The colorfully illustrated monographs are gifts from the minister of education of the Republic of Palau, a western Pacific island nation where Dr. Chad Morris, an anthropology professor at Roanoke, and 15 of his students traveled for May Term.
A vacation trip to Palau several years ago opened Morris' eyes to how colonization and globalization had negatively influenced traditional Palauan dietary behavior, and it sparked his desire to learn more.
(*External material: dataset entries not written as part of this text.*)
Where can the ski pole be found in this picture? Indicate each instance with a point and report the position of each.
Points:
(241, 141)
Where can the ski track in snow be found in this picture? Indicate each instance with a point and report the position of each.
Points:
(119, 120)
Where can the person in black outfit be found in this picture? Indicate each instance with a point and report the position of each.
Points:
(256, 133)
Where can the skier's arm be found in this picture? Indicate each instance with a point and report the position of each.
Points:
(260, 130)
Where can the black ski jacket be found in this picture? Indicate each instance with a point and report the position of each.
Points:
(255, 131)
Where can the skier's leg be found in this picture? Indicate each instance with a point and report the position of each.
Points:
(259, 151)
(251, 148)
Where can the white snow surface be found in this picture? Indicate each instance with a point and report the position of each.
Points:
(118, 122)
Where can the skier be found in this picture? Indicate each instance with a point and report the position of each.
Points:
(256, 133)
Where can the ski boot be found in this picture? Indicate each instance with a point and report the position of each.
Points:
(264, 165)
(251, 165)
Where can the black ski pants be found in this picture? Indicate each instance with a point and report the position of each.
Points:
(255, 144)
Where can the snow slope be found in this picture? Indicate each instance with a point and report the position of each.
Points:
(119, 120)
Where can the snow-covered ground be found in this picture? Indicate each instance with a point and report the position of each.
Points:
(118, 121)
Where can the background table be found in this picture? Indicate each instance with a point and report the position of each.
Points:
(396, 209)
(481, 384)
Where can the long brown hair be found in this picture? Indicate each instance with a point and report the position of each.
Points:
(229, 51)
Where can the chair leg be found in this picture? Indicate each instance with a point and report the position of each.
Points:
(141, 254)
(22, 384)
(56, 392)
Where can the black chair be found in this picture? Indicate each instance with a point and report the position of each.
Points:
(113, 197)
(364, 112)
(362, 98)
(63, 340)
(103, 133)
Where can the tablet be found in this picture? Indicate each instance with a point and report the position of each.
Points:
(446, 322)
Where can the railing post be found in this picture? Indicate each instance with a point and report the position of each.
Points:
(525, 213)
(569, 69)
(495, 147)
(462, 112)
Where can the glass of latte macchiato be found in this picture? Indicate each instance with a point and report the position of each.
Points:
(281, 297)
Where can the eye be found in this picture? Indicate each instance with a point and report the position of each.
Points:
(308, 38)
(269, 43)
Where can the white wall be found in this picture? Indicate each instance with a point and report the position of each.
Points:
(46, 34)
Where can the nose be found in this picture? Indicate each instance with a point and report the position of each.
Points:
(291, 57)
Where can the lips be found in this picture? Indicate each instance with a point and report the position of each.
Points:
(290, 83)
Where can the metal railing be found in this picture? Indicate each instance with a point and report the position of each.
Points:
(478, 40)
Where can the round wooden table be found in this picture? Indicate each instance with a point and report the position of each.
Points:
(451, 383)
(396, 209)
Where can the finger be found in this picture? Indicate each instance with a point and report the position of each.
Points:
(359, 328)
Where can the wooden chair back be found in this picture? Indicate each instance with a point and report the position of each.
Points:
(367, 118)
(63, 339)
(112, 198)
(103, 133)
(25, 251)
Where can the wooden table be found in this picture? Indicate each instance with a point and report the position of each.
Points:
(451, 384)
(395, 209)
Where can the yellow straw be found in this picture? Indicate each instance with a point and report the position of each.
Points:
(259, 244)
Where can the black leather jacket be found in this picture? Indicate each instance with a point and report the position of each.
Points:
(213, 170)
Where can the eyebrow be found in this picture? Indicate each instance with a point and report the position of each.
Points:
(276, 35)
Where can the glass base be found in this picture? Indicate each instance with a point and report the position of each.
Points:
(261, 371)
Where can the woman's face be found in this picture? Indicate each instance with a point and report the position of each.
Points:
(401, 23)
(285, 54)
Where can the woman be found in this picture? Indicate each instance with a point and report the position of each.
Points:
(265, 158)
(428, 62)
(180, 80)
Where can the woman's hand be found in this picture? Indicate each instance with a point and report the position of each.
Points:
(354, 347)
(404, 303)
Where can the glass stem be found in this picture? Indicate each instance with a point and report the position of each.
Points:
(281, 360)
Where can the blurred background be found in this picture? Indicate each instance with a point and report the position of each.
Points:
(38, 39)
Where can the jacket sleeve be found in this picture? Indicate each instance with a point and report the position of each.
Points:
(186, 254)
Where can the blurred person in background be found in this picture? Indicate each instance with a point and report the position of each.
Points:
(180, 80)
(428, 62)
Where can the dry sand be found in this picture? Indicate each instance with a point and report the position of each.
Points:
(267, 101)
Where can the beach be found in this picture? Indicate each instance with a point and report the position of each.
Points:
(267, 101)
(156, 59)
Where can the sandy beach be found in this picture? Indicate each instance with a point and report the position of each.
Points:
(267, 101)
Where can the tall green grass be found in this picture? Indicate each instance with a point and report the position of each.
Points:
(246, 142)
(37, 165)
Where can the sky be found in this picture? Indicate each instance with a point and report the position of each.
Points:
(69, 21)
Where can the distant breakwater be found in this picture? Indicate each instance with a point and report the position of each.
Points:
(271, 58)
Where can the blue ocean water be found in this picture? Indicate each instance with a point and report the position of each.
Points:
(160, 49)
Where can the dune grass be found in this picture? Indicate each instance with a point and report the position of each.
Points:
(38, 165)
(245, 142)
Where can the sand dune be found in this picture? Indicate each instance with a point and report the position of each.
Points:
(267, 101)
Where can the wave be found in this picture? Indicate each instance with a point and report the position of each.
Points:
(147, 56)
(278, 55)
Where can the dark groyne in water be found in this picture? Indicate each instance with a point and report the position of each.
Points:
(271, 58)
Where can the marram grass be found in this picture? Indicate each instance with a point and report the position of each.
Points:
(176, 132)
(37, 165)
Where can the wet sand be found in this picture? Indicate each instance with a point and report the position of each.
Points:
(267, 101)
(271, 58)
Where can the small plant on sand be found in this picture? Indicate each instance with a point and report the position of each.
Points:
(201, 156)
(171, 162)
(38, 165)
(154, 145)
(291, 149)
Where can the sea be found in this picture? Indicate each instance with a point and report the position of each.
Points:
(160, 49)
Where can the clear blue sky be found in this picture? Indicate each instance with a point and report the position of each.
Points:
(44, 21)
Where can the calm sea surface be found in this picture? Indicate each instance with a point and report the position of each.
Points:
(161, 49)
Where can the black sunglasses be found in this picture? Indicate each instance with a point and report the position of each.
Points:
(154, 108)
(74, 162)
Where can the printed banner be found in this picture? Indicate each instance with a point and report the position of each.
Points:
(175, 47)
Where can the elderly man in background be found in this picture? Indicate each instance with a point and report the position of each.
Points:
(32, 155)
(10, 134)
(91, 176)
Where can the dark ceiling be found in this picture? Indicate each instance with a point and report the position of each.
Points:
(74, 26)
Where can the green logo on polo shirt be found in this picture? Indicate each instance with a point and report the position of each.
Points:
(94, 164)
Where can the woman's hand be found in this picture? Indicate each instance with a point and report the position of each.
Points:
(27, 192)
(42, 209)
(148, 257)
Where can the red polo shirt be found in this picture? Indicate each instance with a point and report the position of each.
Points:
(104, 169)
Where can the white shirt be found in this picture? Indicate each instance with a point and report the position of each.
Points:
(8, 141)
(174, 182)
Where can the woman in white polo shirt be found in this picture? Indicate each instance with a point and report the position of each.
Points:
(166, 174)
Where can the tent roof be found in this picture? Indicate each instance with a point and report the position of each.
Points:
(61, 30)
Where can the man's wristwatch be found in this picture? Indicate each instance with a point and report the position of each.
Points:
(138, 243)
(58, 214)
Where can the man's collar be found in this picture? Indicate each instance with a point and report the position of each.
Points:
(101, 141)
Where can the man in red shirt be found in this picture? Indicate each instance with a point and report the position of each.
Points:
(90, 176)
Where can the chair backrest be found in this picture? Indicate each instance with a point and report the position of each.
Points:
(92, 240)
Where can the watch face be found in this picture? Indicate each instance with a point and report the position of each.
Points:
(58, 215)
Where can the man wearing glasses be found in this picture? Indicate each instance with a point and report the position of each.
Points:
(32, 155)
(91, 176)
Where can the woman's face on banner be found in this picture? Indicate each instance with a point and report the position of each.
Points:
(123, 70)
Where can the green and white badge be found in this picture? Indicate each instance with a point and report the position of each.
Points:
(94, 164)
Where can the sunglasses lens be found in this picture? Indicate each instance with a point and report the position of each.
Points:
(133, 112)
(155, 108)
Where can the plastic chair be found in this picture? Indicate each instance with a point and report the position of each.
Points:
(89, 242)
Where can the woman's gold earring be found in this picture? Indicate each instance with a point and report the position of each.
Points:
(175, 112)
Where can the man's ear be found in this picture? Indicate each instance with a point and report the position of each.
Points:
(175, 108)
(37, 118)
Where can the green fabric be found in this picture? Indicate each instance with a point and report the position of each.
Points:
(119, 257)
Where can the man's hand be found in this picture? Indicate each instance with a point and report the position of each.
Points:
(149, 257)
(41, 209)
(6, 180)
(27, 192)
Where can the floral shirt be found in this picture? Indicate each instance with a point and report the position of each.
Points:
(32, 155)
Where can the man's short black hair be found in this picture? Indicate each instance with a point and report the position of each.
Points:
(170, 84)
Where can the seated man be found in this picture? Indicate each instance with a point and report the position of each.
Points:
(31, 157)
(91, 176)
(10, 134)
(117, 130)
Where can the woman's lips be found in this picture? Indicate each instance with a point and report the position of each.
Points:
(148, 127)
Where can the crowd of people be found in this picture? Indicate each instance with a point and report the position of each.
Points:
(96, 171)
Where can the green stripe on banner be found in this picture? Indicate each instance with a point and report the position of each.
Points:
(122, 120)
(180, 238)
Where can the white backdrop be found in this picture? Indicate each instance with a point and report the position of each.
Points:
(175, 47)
He began studying the epidemic of obesity, diabetes and heart disease among the Palauan population and soon invited Roanoke students to do the same.
His first May Term group visited Palau in 2012. Those participants and Morris' on-campus honors students laid the groundwork for this year's work.
The 2015 May Term team met with focus groups of Palauan students, parents and teachers to discuss their nutritional habits, school policies, curriculum, and ideas for improvement. Afterwards, the Roanoke students prepared a presentation for Palauan education officials. In appreciation of their work, Minister of Education Sinton Soalablai presented the students with three books about Palau for the College's library.
The work of Roanoke's students will be far-reaching. Their research findings were discussed at an annual workshop of Palauan school principals over the summer, and their visit was featured on the U.S. Embassy to Palau's website. Focus group analysis is ongoing, and results will be used by officials seeking funding for family and school nutrition programs.
Morris, who travels to Palau yearly, will be returning next spring to assist with program implementation. His keen interest in this area led him to co-edit a book with Alexandra DeLaricheliere '14, "The Applied Anthropology of Obesity: Prevention, Intervention and Identity," to be released in early 2016.
Other May Term travelers, Amanda Wolfe '18 and Sarah Womack '15, also contributed to the book.